Ah, intellectual hubris. You’re about to get a smack-down.
I’ve just finished reading the two last books on my second pile of “to-reads”. I picked the list from a few lists from other folks, just sifting through my interests and their recommendations. The third pile will show up whenever Amazon decides to deliver books again, they’re muttering about the beginning of May.
The first book I picked to read made my list under mild protest. It’s on **everyone’s** “must-read” list. I figured it would be quick, light, and I’d get through it, perhaps with some insight for my sometimes socially awkward self.
Dale Carnegie, “How to Win Friends and Influence People” – pub 1936. I had a friend tell me he thought it was trite. No, it’s not trite. You can’t call the origin of all the business advice you’ve ever received trite – it’s the original! I ended up taking pages of notes from this book. I *am* socially awkward and clumsy.
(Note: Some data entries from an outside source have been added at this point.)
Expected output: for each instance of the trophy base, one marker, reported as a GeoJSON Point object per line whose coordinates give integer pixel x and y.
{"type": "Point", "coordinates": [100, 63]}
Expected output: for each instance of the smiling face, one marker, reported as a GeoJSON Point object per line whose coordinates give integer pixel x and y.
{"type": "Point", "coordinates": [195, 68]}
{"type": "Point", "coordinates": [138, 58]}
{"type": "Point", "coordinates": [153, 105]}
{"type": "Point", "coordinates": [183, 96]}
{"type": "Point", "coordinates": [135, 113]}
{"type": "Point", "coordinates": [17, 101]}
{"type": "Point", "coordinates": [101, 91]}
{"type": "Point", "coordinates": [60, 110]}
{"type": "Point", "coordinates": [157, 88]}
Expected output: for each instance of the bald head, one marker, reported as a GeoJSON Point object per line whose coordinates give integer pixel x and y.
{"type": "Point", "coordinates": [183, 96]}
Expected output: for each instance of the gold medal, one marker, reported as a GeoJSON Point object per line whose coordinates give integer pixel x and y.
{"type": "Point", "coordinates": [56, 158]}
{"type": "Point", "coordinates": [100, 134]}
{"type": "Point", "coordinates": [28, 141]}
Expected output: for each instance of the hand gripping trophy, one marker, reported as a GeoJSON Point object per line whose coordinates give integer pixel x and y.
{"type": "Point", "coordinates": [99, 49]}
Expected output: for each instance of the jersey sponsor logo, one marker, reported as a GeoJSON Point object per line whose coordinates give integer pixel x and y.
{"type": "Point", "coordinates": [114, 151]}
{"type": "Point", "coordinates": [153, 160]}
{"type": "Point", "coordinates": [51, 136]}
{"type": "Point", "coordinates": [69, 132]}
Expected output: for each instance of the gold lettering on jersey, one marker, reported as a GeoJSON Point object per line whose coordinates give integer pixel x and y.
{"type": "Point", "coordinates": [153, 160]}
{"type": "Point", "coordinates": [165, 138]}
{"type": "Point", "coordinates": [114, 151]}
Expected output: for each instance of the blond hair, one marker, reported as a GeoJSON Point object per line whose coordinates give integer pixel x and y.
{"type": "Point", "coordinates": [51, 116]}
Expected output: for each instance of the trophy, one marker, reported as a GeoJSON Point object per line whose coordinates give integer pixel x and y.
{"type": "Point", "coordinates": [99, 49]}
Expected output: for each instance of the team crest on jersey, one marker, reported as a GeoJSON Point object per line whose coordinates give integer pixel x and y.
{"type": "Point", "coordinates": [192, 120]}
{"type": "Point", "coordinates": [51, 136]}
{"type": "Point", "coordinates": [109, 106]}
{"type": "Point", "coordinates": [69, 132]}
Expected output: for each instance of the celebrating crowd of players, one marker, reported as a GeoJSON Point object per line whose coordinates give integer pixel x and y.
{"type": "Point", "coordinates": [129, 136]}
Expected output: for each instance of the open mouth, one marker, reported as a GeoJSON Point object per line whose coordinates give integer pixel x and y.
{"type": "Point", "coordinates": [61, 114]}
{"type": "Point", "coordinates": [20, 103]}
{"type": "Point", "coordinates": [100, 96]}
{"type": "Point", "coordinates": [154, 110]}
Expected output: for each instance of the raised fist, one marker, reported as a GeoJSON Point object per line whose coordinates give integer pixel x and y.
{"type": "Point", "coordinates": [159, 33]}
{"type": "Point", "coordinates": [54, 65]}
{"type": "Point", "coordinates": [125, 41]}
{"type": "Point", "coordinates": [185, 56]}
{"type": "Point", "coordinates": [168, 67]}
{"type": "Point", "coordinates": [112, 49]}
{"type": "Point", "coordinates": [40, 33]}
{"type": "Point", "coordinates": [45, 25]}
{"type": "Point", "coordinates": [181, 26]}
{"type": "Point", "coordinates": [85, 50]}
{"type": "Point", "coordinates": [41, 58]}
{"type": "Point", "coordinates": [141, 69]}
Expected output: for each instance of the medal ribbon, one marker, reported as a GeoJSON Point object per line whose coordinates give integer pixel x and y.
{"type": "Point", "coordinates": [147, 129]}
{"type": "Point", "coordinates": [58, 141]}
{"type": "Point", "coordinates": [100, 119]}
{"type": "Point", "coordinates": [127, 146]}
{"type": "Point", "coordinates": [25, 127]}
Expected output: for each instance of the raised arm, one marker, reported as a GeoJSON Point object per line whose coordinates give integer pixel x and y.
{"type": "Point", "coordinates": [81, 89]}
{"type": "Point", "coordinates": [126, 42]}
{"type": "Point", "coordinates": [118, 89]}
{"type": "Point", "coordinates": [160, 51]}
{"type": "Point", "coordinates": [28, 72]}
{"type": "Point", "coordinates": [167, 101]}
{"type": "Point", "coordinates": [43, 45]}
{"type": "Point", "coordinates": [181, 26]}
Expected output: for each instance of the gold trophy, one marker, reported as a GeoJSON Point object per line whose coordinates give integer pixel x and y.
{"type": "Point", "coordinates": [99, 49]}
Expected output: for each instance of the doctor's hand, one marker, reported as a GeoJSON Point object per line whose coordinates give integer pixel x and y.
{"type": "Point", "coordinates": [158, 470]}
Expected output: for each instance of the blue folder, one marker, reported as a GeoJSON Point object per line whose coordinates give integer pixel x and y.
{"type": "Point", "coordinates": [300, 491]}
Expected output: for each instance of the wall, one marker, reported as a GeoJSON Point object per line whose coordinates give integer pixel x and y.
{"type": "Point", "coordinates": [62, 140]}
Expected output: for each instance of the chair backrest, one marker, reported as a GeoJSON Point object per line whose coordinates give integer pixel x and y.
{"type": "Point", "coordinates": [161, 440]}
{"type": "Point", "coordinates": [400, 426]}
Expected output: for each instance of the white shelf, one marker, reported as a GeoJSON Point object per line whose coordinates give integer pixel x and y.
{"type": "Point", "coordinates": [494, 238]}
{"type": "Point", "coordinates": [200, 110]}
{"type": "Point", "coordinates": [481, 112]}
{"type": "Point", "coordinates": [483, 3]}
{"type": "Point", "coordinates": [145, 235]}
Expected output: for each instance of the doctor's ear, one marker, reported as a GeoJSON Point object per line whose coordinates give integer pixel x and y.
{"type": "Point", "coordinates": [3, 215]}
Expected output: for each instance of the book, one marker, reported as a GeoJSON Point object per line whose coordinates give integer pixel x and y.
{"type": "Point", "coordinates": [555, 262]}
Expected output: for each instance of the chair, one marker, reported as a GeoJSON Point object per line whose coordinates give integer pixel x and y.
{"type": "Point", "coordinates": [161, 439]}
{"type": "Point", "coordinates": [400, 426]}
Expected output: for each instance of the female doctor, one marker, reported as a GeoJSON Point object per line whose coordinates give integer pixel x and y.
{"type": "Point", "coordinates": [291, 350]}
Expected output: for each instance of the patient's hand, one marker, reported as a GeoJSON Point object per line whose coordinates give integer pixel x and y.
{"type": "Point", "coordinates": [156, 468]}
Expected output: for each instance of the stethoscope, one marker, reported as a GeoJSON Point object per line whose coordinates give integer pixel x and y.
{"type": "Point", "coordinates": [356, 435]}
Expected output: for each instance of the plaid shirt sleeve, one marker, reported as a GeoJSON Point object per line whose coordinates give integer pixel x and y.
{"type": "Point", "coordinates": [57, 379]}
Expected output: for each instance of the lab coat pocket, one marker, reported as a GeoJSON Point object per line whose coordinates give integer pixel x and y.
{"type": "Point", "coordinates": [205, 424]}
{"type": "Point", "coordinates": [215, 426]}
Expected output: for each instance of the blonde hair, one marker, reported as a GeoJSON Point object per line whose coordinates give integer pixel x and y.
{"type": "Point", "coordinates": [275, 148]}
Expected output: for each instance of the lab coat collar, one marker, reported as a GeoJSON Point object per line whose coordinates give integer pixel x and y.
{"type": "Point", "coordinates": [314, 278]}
I need the help. Did I read things I already know? Of course! Most of this book has made its way into standard “how to be a good employee” advice over the course of nearly a century. But I read things I didn’t know – and I heard the advice in my bones in a way that it hadn’t come through in the copies. It’s well written, if light (think Chicken Soup for the Soul level of writing, or Reader’s Digest), and it makes good points, points to take seriously.
The second book I figured, “This guy is a bit outdated, but he *is* the most famous in his field. He’s got to have some great insights on my subject matter, and I’ve always wanted to read some of his original work”. “Civilization and Its Discontents” by Sigmund Freud was originally published in German in 1930.
It was awful. Most of its conclusions were … silly. I mean, I know Freud was the dude who came up with oral and anal as descriptors of people, but keeping a straight face while the bathroom habits of toddlers are taken seriously as the causes of behaviors in adults is a tad difficult. This book in particular is his rant against religion as a cause of human behavior. The work stands up far more interestingly as a piece of history (an example of thinking of that era, something that influenced behavior and popular culture for decades after) than as ageless wisdom. I mean, people DO still do therapy (unlike phrenology, which I would otherwise liken this to) but it’s come a long, LONG way since Dr. Freud.
And that leads us to a discussion about the divide between intellect and wisdom…. one of these books is wise. It’s stood the test of almost a century, and its advice is still extremely useful. The other book is written by one of the great minds of the 20th century (or at least one of the most famous) and it’s so dated as to be absurd. If I’d written that paragraph at the beginning of this post and told you to guess whether it was Carnegie or Freud… I think you, like me, would guess the other way ’round.
Wisdom lasts. Even if it’s written in short words in an easy-to-read format.